Playing Civilization [link] six hours per day during the Whitney Biennial 2014 Leclery huddles under a bridge, freezing while casually building and destroying worlds. Recontextualizing a long-time hobby Leclery’s isolated, time-intensive act of creation has had virtually no impact on the outside world, metaphorically paralleling many studio practices. Typically a means of studio avoidance playing Civilization presents a non-art-commoditized waste of time: a selfishly pure fulfillment of creative desires devoid of art world pressure. Exiled from the galleries the outsider performance futilely besieges the museum and art productivity, while it’s Whitney inclusion sublimates the former act of escapism into suspicious legitimacy.
Ian F. Thomas
ceramic, acrylic, coal, audio device, hired laborer
Yesterday’s Tomorrow presents an absurdist micro-portrait of Pennsylvania’s socio-environmental dilemma. A paid laborer, for unspecified reasons, rubs coal onto a ceramic hillock for six hours, lulled into numb complacency with generic beer and canary chirping on a digitized loop. The monotonous task completion outweighs need for cognition. This passive apathy infiltrates the gallery as patrons grow bored and increasingly alienated while the mound is gradually destroyed. The work’s clear metaphors spark both environmental/moral disgust and personal empathy, yet more contextually interesting is the painfully prolonged labor of cultural production, which was industriously ignored after an initial viewing.
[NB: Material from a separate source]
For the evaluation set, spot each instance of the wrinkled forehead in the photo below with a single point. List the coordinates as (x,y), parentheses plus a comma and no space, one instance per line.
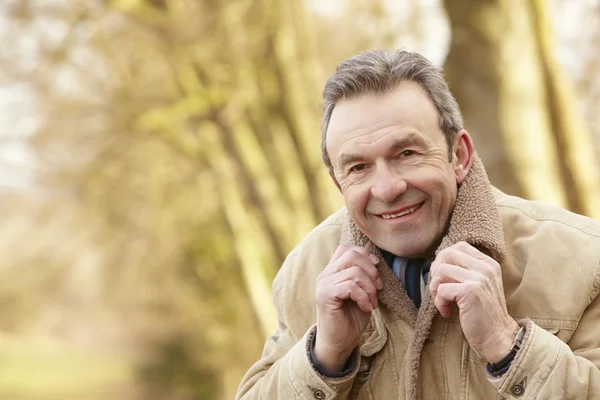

1973 jaguar, private rare book collection
Developed specifically for the Dallas Museum of Art’s exhibition Boom Town Kennedy’s piece proffers a seductive slap to the entrenched values of the locale. Presenting a foreign, classic automobile as a proxy for misplaced interpretations of class Kennedy drained the car’s fluids, carefully filled the car with his rare book collection, then locked it. The elegant collectibles become inert, unread and undriven, yet infinitely more valuable as such. The unmoving vehicle becomes a mummified tomb for the inaccessible collection, much as the museum grows stagnant beneath the weight of its glorified role as a cultural icon.